Elle a poursuivi avec la commode, le lit et la baignoire. Chaque élément de la chambre a confessé ses souvenirs et a pris vie. Puis Milena a tourné la caméra vers moi :
- Maintenant, parle de moi.
- A vif ?
- Oui. Dis ce que tu sais de moi.
- Même si ça ne te fait pas plaisir ?
- Surtout. Ose.
- Ok, tu l’auras voulu. D’abord, tu es froide. Tu ne ressens rien. C’est pour cela que tu es devenue comédienne pour « être ». Tu existes mais tu n’es pas. Comme le Père Noël. Tu te meus dans l’imaginaire. Par contre, quand il s’agit d’être tout simplement, comme une plante verte qui se contente d’avaler son air, de recracher sa chlorophylle et de gésir dans son pot, tu ne peux pas. C’est trop simple.
- C’est vrai.
- Tu ne pleures pas aux films sentimentaux. Tu n’aimes pas les lectures sirupeuses et les histoires d’amour. Pour une fille, c’est assez étonnant. Il n’y a qu’une chose susceptible de t’arracher les larmes, c’est le conflit israélo-palestinien. Pourtant tu n’es juive ni arabe. Mais tu en pleures des pierres. Tu pleures encore plus pour les Palestiniens. Tu as un problème avec le géopolitique.

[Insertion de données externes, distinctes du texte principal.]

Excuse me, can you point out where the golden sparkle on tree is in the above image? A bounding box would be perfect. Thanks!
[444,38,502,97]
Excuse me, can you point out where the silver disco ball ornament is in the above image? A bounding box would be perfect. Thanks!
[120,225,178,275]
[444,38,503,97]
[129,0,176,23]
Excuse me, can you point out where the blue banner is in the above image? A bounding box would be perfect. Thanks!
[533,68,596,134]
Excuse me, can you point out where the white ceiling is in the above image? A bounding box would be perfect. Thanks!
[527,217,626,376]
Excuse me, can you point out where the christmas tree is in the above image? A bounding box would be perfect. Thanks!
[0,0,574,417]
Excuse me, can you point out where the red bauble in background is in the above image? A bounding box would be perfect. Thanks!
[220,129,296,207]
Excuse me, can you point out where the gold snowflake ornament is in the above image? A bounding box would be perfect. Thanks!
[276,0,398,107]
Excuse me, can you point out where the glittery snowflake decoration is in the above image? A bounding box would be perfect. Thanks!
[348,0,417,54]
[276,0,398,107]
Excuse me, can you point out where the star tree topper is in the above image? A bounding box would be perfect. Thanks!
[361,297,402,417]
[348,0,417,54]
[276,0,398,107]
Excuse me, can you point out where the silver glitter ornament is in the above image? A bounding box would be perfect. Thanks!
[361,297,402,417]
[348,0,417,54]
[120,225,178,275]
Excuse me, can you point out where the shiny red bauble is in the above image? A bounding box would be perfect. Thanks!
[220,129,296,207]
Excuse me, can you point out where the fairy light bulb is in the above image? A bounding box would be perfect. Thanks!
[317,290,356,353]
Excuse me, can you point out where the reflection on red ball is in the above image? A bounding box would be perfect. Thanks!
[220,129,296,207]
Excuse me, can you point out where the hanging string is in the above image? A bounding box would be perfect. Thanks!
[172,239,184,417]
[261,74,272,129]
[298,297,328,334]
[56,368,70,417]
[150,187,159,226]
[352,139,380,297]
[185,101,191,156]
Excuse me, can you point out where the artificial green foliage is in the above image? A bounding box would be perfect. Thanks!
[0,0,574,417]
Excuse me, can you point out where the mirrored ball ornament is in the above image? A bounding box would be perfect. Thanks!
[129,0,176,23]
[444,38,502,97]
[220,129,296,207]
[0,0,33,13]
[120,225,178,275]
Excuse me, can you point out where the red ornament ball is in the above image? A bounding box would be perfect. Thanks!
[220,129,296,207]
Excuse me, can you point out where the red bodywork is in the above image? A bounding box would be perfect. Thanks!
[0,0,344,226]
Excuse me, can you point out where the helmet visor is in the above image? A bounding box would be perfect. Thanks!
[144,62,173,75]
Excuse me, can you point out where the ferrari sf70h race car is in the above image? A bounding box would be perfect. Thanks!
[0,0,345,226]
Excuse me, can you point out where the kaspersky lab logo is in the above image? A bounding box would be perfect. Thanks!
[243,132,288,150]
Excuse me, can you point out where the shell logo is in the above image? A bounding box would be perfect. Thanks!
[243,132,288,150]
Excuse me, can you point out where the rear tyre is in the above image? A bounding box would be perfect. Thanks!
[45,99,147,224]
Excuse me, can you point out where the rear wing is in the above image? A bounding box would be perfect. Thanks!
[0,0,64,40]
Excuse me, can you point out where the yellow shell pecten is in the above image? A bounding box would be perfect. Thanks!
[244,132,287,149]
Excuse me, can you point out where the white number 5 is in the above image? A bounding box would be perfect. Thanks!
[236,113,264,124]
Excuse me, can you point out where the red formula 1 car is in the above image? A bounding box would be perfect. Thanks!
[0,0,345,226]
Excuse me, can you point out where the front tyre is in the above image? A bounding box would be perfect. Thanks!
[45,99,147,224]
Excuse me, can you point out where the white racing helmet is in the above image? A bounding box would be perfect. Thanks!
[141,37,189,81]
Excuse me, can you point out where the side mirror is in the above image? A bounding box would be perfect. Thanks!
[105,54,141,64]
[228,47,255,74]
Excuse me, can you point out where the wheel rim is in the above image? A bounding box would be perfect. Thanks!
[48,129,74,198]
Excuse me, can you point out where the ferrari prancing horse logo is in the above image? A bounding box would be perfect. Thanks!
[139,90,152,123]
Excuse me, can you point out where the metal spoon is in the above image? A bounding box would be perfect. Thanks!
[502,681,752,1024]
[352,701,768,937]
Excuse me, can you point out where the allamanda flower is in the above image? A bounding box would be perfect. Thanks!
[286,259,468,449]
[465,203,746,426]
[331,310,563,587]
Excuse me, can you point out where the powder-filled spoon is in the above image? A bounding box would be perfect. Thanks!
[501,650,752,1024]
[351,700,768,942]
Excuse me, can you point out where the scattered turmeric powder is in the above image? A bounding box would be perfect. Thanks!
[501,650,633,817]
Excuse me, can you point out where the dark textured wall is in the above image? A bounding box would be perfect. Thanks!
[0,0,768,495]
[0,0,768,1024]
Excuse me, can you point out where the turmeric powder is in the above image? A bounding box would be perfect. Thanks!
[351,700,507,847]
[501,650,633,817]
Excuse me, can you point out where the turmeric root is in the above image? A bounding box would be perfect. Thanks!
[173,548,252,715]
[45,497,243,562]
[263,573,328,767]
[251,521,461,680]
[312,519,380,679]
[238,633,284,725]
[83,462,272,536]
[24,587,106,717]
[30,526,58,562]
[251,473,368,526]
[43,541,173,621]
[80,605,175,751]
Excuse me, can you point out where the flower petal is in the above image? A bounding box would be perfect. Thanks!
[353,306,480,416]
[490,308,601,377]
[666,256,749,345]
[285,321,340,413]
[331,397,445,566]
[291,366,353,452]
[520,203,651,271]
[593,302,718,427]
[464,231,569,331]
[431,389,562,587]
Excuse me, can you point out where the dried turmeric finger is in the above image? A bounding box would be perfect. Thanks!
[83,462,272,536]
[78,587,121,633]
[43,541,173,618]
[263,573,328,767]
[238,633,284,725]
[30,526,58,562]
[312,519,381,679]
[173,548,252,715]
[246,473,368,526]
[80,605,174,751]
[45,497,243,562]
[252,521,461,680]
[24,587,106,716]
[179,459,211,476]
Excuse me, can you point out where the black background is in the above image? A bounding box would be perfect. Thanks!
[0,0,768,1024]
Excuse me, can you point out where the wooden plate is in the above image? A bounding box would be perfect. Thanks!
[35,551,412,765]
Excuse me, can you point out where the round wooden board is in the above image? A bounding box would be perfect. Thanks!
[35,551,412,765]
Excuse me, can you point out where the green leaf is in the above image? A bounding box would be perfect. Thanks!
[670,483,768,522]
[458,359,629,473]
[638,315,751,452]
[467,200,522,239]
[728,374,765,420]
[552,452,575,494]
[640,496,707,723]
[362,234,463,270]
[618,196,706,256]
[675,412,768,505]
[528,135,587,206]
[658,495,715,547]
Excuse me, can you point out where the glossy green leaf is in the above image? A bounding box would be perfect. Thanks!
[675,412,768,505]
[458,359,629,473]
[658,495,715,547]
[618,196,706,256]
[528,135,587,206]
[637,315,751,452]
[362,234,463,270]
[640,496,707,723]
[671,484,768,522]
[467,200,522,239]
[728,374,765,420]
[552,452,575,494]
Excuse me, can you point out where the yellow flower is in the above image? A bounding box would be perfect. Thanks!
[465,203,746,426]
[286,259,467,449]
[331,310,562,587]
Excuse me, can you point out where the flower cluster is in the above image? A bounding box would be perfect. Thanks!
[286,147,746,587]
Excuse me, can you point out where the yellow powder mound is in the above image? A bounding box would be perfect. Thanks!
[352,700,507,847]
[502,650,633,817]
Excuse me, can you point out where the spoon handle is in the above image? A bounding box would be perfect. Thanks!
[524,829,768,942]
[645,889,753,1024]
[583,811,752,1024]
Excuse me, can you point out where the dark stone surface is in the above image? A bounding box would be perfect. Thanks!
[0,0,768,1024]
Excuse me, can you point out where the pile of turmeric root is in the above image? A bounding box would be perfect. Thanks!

- Non, il n’y a pas que ça. Il y a une autre chose qui me fasse pleurer. Un agenda inachevé. Parsemé de rendez-vous et d’écriture fine. Qui s’arrête soudain parce que la personne n’est plus.
- Tu as une dimension hitchockienne. Tu appelles au meurtre sous ton apparence lisse et tes ongles manucurées. Peut-être parce que le conflit n’existe pas pour toi. Même celui éternel du sexe et de l’amour. Quand tu as envie, tu le fais, c’est tout.